Image Source: CSC Report
The ability to deliver “layered cyber deterrence” is a powerful objective - which basically aims to reduce the frequency and severity of cyber attacks. Both of those points (the likelihood and impact in standard risk management parlance) are complex things to both achieve and measure.
Hardening defences is one aspect, but identifying and in turn attributing attacks to actors linked to nation state orders is also another. The ability to consistently call out attacks, attribute specifically and support with technical evidence (often in line with a broad cast of allies, academia, technology providers and legal stakeholders) is becoming a powerful deterrence in itself. Actor and sponsor denials can only go so far.
The report goes in detail to specify where the US with respect to its strategic cyber progress.
Overall Assessment
Only 35% of the CSC’s 116 recommendations have been fully implemented (down from 48% in 2024).
34% are nearing completion, 17% on track, and the rest face limited progress or major barriers.
Nearly one-quarter of previously implemented reforms lost their status, showing fragility in institutional progress.
Leadership gaps, budget cuts, and administrative turnover have slowed coordination, especially at CISA, the State Department, and the Office of the National Cyber Director (ONCD).
Strategic Framework: “Layered Cyber Deterrence”
The CSC’s cyber strategy centers on three layers of deterrence:
Shaping behavior — promoting norms of responsible state behavior through diplomacy.
Denying benefits — hardening critical infrastructure and aligning public-private cyber defenses.
Imposing costs — disrupting adversaries through law enforcement and military operations.
The report finds that:
The U.S. continues to apply this model inconsistently.
Technical progress is outpacing federal reform.
Cyber diplomacy, talent development, and collaboration are under-resourced.
Top Five Recommendations for 2025–26
Enhance ONCD’s Authority
Give ONCD budgetary and regulatory coordination powers to align cyber policy across agencies.
Trump should issue an executive order revising Presidential Policy Directive 41 to grant ONCD formal convening power.
Restore CISA’s Workforce and Funding
CISA faces a 17% budget cut and up to one-third workforce loss.
Congress should provide multiyear stable funding to maintain its role as the national coordinator for critical infrastructure resilience.

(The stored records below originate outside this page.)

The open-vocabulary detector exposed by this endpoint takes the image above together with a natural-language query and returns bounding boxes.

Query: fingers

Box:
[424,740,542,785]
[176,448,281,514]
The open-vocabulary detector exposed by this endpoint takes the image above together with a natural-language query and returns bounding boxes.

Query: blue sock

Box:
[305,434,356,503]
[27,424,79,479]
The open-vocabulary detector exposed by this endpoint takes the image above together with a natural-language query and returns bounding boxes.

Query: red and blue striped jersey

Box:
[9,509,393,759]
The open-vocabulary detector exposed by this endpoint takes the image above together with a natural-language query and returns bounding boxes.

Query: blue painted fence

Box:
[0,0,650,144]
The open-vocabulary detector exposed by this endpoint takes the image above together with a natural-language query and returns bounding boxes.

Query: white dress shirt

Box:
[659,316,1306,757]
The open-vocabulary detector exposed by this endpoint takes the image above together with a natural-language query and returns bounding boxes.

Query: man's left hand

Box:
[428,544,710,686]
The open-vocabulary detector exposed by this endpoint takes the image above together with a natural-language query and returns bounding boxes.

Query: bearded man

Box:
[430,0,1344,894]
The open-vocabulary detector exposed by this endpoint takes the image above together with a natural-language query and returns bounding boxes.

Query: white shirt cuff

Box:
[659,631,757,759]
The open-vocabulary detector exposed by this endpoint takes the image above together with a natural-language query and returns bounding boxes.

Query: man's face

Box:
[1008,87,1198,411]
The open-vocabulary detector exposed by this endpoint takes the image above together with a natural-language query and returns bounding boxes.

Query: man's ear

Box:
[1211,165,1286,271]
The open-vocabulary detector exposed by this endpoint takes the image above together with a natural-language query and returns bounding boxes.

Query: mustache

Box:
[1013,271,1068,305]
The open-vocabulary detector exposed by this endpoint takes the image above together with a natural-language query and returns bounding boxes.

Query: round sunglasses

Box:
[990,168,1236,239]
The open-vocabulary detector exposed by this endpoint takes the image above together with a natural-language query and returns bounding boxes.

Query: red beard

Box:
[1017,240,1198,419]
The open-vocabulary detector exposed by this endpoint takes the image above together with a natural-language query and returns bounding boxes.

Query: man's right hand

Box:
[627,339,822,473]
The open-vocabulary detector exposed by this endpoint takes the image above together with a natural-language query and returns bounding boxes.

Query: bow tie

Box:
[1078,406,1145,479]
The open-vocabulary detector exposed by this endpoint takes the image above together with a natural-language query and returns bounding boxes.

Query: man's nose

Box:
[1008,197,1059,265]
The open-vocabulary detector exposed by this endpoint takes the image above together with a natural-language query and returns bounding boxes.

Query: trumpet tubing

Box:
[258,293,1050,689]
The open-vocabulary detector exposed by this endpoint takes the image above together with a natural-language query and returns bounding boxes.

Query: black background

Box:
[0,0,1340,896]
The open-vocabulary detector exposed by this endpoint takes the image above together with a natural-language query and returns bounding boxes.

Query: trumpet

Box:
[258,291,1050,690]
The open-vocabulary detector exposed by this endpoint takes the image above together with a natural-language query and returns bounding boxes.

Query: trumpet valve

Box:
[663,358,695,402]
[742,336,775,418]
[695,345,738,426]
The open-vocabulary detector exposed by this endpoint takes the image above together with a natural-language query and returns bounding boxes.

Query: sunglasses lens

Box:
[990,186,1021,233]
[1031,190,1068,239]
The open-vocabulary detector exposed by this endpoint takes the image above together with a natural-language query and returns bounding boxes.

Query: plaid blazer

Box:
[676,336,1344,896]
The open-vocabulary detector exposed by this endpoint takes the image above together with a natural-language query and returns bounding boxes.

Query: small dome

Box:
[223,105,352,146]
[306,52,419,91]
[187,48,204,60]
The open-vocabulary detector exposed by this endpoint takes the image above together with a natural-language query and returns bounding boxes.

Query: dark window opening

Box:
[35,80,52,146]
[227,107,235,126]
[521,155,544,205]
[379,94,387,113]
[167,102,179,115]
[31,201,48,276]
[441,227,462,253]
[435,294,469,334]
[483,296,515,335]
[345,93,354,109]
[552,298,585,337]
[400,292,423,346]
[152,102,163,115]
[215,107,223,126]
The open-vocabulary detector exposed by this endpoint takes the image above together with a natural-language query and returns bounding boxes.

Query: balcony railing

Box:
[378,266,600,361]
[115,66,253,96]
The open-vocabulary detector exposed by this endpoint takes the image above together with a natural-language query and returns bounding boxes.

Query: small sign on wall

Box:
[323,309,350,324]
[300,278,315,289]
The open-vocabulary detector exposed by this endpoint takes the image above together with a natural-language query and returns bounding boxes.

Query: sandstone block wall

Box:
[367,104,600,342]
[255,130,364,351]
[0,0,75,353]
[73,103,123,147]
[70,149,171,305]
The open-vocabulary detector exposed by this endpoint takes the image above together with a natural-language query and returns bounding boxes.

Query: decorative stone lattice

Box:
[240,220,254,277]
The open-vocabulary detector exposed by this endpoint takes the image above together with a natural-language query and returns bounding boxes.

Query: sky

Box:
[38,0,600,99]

Rebuild Cyber Diplomacy at the State Department
The Bureau of Cyberspace and Digital Policy (CDP) lost key staff and funding, impairing U.S. engagement abroad.
The report urges restoration of CDP’s capacity to counter PRC digital influence and support allies.
Reinstate Public–Private Collaboration Mechanisms
The administration’s termination of CIPAC (the Critical Infrastructure Partnership Advisory Council) has eroded industry trust and chilled information sharing.
Congress should restore legal protections for private-sector collaboration.
Expand and Diversify the Cyber Workforce
Workforce cuts and the rollback of diversity programs have shrunk the talent pipeline.
The U.S. should reinvest in skills-based hiring, apprenticeships, and retention incentives.
Key Takeaways
Cyber deterrence is faltering — adversaries like China continue large-scale intrusions despite U.S. actions.
Institutional reforms remain fragile without sustained funding, legal authority, and bipartisan political will.
The U.S. needs to restore trust with industry and allies, reinforce its cyber diplomacy capacity, and rebuild a resilient domestic cyber workforce.
In essence, the CSC report warns that the U.S. cyber strategy risks erosion without renewed executive and congressional action to institutionalize past progress and adapt to accelerating threats.